Should there be a: No given-name disambiguation default style?

All default styles with (Author-Date) format have the "given-name-disambiguate" option, that is they put first names into citations when there are 2 authors who share a surname.
e.g.
(J. Smith, 2004)
(F. Smith, 1995)

There are at least 9 lengthy posts on this issue, and many users seem confused by the default, and put off by the more technical solutions that lie within the CSL code.

First two observations:

1.Most automatic data entry from multiple sources yields inconsitent first names, either because of journal conventions (e.g. http://forums.zotero.org/discussion/4900), use of human-entered data repositories such as amazon, or good-ol human error. There's no easy way of correcting names as yet (the author list view and batch editor will help a lot when they are ready).

2. The style gallery is somewhat unwieldy, and the Preview text pop-up does not tell the whole story. (see also my suggestion here: http://forums.zotero.org/discussion/7456)
Thus to find out the kind of disambiguation, you must install a style, then test it with more unusual combinations of your data via the chrome preview pane. This is not obvious, and will likely put some people off.


There seem to be two real bugs, and then I've a suggestion.

Bugs:

1. in APA, authors which are not listed first still disambiguate,
This is discussed here: http://forums.zotero.org/discussion/5323
and makes the intuitive solution, @adamsmith here: http://forums.zotero.org/discussion/3129 not really work.
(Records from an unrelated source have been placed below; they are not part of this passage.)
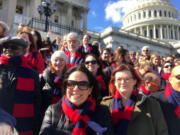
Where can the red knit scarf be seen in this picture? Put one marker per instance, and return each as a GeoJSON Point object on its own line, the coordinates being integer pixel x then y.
{"type": "Point", "coordinates": [174, 98]}
{"type": "Point", "coordinates": [23, 109]}
{"type": "Point", "coordinates": [75, 60]}
{"type": "Point", "coordinates": [122, 115]}
{"type": "Point", "coordinates": [81, 117]}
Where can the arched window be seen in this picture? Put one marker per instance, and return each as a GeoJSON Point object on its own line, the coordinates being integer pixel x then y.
{"type": "Point", "coordinates": [155, 13]}
{"type": "Point", "coordinates": [144, 14]}
{"type": "Point", "coordinates": [139, 15]}
{"type": "Point", "coordinates": [160, 13]}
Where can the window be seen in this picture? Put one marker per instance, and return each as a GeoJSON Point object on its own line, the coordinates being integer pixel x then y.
{"type": "Point", "coordinates": [56, 19]}
{"type": "Point", "coordinates": [155, 13]}
{"type": "Point", "coordinates": [1, 4]}
{"type": "Point", "coordinates": [19, 9]}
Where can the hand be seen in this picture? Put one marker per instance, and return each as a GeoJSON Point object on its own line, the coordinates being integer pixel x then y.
{"type": "Point", "coordinates": [5, 129]}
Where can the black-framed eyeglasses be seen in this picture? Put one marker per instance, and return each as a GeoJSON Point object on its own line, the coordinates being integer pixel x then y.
{"type": "Point", "coordinates": [82, 85]}
{"type": "Point", "coordinates": [92, 62]}
{"type": "Point", "coordinates": [167, 66]}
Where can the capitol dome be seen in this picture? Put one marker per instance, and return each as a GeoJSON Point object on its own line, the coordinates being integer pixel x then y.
{"type": "Point", "coordinates": [154, 19]}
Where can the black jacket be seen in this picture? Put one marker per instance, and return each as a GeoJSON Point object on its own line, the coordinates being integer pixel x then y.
{"type": "Point", "coordinates": [173, 122]}
{"type": "Point", "coordinates": [56, 122]}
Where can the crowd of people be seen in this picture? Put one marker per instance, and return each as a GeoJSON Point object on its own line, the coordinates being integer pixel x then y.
{"type": "Point", "coordinates": [73, 87]}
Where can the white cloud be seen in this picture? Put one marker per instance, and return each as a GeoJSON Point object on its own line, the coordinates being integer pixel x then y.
{"type": "Point", "coordinates": [94, 13]}
{"type": "Point", "coordinates": [115, 10]}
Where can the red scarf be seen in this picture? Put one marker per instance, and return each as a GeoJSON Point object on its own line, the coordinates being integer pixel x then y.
{"type": "Point", "coordinates": [122, 115]}
{"type": "Point", "coordinates": [23, 109]}
{"type": "Point", "coordinates": [75, 60]}
{"type": "Point", "coordinates": [172, 97]}
{"type": "Point", "coordinates": [81, 117]}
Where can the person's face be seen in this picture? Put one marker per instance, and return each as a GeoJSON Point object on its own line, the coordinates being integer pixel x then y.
{"type": "Point", "coordinates": [85, 40]}
{"type": "Point", "coordinates": [124, 82]}
{"type": "Point", "coordinates": [167, 68]}
{"type": "Point", "coordinates": [170, 59]}
{"type": "Point", "coordinates": [91, 64]}
{"type": "Point", "coordinates": [175, 78]}
{"type": "Point", "coordinates": [25, 37]}
{"type": "Point", "coordinates": [58, 63]}
{"type": "Point", "coordinates": [152, 82]}
{"type": "Point", "coordinates": [156, 61]}
{"type": "Point", "coordinates": [13, 50]}
{"type": "Point", "coordinates": [105, 56]}
{"type": "Point", "coordinates": [72, 44]}
{"type": "Point", "coordinates": [78, 93]}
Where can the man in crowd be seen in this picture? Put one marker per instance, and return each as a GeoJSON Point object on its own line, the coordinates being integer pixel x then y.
{"type": "Point", "coordinates": [74, 54]}
{"type": "Point", "coordinates": [19, 86]}
{"type": "Point", "coordinates": [169, 100]}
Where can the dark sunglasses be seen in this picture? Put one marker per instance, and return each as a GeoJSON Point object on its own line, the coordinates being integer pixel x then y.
{"type": "Point", "coordinates": [168, 66]}
{"type": "Point", "coordinates": [82, 85]}
{"type": "Point", "coordinates": [177, 77]}
{"type": "Point", "coordinates": [92, 62]}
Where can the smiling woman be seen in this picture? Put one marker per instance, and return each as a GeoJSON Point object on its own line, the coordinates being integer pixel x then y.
{"type": "Point", "coordinates": [79, 111]}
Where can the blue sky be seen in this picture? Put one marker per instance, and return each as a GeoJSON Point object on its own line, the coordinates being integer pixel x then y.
{"type": "Point", "coordinates": [97, 17]}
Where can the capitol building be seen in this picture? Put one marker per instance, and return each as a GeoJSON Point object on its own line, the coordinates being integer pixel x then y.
{"type": "Point", "coordinates": [149, 22]}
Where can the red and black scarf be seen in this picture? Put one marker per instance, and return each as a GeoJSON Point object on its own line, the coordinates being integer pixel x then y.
{"type": "Point", "coordinates": [173, 98]}
{"type": "Point", "coordinates": [122, 115]}
{"type": "Point", "coordinates": [82, 117]}
{"type": "Point", "coordinates": [165, 76]}
{"type": "Point", "coordinates": [58, 81]}
{"type": "Point", "coordinates": [73, 60]}
{"type": "Point", "coordinates": [23, 109]}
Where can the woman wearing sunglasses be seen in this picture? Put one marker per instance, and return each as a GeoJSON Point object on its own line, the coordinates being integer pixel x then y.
{"type": "Point", "coordinates": [78, 113]}
{"type": "Point", "coordinates": [92, 63]}
{"type": "Point", "coordinates": [132, 113]}
{"type": "Point", "coordinates": [165, 74]}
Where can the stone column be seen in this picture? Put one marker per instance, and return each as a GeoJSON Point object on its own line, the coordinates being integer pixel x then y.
{"type": "Point", "coordinates": [85, 21]}
{"type": "Point", "coordinates": [161, 32]}
{"type": "Point", "coordinates": [154, 31]}
{"type": "Point", "coordinates": [69, 14]}
{"type": "Point", "coordinates": [177, 33]}
{"type": "Point", "coordinates": [167, 31]}
{"type": "Point", "coordinates": [9, 12]}
{"type": "Point", "coordinates": [173, 32]}
{"type": "Point", "coordinates": [147, 29]}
2. in the CSL, if you get that far, you have to delete the
<option name="disambiguate-add-givenname" value="true"/>
line. Changing to "false" does not work - any string will trigger the first names
(same for all 3 disambiguate options)
(Discussed here: here http://forums.zotero.org/discussion/6142)
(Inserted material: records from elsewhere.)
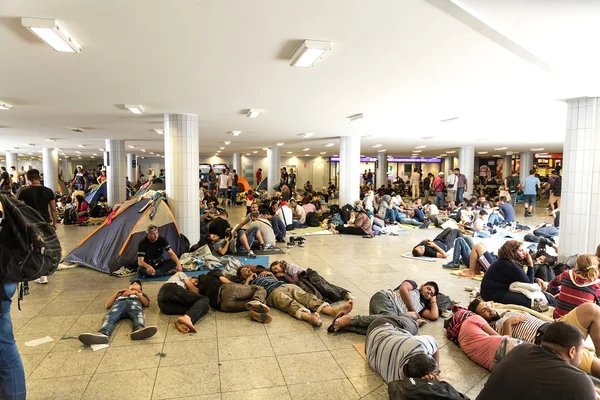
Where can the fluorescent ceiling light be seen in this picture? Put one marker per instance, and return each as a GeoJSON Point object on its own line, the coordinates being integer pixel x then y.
{"type": "Point", "coordinates": [309, 52]}
{"type": "Point", "coordinates": [51, 32]}
{"type": "Point", "coordinates": [135, 108]}
{"type": "Point", "coordinates": [254, 113]}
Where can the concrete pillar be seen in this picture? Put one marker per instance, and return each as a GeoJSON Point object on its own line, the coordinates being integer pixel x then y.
{"type": "Point", "coordinates": [507, 166]}
{"type": "Point", "coordinates": [114, 157]}
{"type": "Point", "coordinates": [580, 208]}
{"type": "Point", "coordinates": [237, 164]}
{"type": "Point", "coordinates": [466, 164]}
{"type": "Point", "coordinates": [349, 169]}
{"type": "Point", "coordinates": [182, 145]}
{"type": "Point", "coordinates": [50, 162]}
{"type": "Point", "coordinates": [381, 173]}
{"type": "Point", "coordinates": [273, 165]}
{"type": "Point", "coordinates": [526, 164]}
{"type": "Point", "coordinates": [132, 168]}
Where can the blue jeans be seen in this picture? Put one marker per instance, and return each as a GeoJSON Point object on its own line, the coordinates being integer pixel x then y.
{"type": "Point", "coordinates": [124, 308]}
{"type": "Point", "coordinates": [12, 375]}
{"type": "Point", "coordinates": [459, 193]}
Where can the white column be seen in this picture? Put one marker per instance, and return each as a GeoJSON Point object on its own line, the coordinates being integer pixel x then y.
{"type": "Point", "coordinates": [132, 168]}
{"type": "Point", "coordinates": [237, 163]}
{"type": "Point", "coordinates": [273, 165]}
{"type": "Point", "coordinates": [580, 208]}
{"type": "Point", "coordinates": [182, 146]}
{"type": "Point", "coordinates": [349, 169]}
{"type": "Point", "coordinates": [11, 160]}
{"type": "Point", "coordinates": [381, 173]}
{"type": "Point", "coordinates": [507, 166]}
{"type": "Point", "coordinates": [50, 162]}
{"type": "Point", "coordinates": [114, 157]}
{"type": "Point", "coordinates": [526, 164]}
{"type": "Point", "coordinates": [466, 164]}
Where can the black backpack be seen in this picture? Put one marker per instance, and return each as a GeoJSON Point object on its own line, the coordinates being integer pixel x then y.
{"type": "Point", "coordinates": [29, 247]}
{"type": "Point", "coordinates": [312, 219]}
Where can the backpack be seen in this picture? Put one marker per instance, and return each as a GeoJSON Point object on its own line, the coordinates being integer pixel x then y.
{"type": "Point", "coordinates": [312, 219]}
{"type": "Point", "coordinates": [29, 247]}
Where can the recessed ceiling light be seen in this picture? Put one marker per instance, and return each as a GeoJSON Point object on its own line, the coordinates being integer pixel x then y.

It is probably too much to ask many users to get all the way to point 5 on StephenHero's solution (1st April 2009) here http://forums.zotero.org/discussion/3464, if they find it at all.


So I'm proposing in the interim that a default (Author-Date) style is distributed which does not use given names in citations. Even APA is probably better without it until the bug (1 above) is ironed out. The chance of genuine ambiguity is less than the chance of annoying given-name issues.
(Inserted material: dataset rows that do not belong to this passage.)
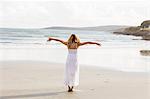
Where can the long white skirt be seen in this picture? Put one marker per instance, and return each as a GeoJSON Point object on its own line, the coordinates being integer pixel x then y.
{"type": "Point", "coordinates": [72, 68]}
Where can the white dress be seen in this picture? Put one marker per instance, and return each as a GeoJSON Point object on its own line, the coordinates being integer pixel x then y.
{"type": "Point", "coordinates": [72, 68]}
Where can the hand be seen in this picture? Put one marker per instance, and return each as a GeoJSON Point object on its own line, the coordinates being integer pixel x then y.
{"type": "Point", "coordinates": [49, 39]}
{"type": "Point", "coordinates": [98, 44]}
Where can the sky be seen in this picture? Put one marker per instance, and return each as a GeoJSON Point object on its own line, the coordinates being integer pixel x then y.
{"type": "Point", "coordinates": [72, 13]}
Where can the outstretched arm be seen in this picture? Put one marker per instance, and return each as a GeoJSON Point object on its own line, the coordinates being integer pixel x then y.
{"type": "Point", "coordinates": [63, 42]}
{"type": "Point", "coordinates": [84, 43]}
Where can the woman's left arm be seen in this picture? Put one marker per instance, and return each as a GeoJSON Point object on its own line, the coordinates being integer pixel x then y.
{"type": "Point", "coordinates": [84, 43]}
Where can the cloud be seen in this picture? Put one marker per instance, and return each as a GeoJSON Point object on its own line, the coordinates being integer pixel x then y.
{"type": "Point", "coordinates": [75, 13]}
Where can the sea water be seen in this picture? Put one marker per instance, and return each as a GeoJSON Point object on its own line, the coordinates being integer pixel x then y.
{"type": "Point", "coordinates": [119, 52]}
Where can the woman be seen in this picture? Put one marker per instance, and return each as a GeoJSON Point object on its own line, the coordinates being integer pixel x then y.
{"type": "Point", "coordinates": [72, 68]}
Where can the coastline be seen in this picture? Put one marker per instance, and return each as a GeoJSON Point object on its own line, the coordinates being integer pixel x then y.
{"type": "Point", "coordinates": [34, 79]}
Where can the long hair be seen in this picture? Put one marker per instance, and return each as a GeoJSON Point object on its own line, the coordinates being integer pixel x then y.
{"type": "Point", "coordinates": [73, 39]}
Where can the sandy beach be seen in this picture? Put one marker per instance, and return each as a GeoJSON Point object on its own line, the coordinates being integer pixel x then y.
{"type": "Point", "coordinates": [44, 80]}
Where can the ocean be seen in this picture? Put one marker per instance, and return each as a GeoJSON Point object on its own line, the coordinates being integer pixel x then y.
{"type": "Point", "coordinates": [119, 52]}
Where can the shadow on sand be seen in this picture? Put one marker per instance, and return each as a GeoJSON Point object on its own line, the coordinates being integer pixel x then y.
{"type": "Point", "coordinates": [31, 95]}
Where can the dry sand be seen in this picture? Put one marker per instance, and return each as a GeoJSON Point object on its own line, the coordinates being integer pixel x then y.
{"type": "Point", "coordinates": [43, 80]}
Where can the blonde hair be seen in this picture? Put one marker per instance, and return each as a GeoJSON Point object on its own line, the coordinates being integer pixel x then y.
{"type": "Point", "coordinates": [73, 36]}
{"type": "Point", "coordinates": [73, 39]}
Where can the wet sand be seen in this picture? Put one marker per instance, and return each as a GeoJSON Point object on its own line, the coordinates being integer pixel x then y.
{"type": "Point", "coordinates": [44, 80]}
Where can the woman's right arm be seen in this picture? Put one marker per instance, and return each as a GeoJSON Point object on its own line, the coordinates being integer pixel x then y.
{"type": "Point", "coordinates": [63, 42]}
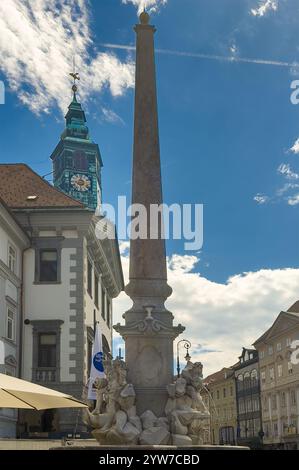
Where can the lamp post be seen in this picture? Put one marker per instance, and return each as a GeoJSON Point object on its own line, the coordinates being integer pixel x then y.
{"type": "Point", "coordinates": [187, 346]}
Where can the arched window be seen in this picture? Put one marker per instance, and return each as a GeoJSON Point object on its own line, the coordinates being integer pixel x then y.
{"type": "Point", "coordinates": [240, 382]}
{"type": "Point", "coordinates": [247, 380]}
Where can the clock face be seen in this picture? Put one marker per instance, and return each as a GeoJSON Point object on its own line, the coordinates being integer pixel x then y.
{"type": "Point", "coordinates": [81, 182]}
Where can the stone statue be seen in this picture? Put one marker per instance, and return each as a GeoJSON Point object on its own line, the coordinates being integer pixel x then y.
{"type": "Point", "coordinates": [115, 420]}
{"type": "Point", "coordinates": [185, 409]}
Hopefully the bugs can be fixed someday for those that do require first-name-disambiguation, and can be bothered cleaning up all the first names in their library (not me).

In the mean time, am I missing anything?

Can anyone clarify the issue further?
Any other possible easy solutions for now?
«1
  • @komrade,

    Thanks for raising this. In the new CSL processor, I would like disambiguation to work as smoothly and reliably as possible, and I need all the clarity I can get at this stage. Setting aside the current behavior in Zotero, I would like to have feedback (from everyone with access to style manuals, really) about what is meant to be disambiguated when a name is extended with initials or given names. Specifically, there are two possible things that this functionality could be doing:

    (a) It could be disambiguating cites. In this case, no initials or given names would be added if an in-text cite can be matched unambiguously to a bibliography entry. If things are interpreted this way, a work by Mickey Mouse published in 1928 and another by his loving rodent wife Minnie in 1932 would be cited as (Mouse 1928) and (Mouse 1932), without adding their respective given names. This is how the new processor code currently behaves.

    (b) It could be attempting to disambiguate names. In this case, any surname that occurs more than once in the bibliography would be extended, in an attempt to establish the identity of individual authors. So the rotentian works referred to above would be cited as (Mickey Mouse 1928) and (Minnie Mouse 1932), respectively, even if they were the only works cited by their four-legged authors. This appears to be the behavior of the current Zotero CSL processor.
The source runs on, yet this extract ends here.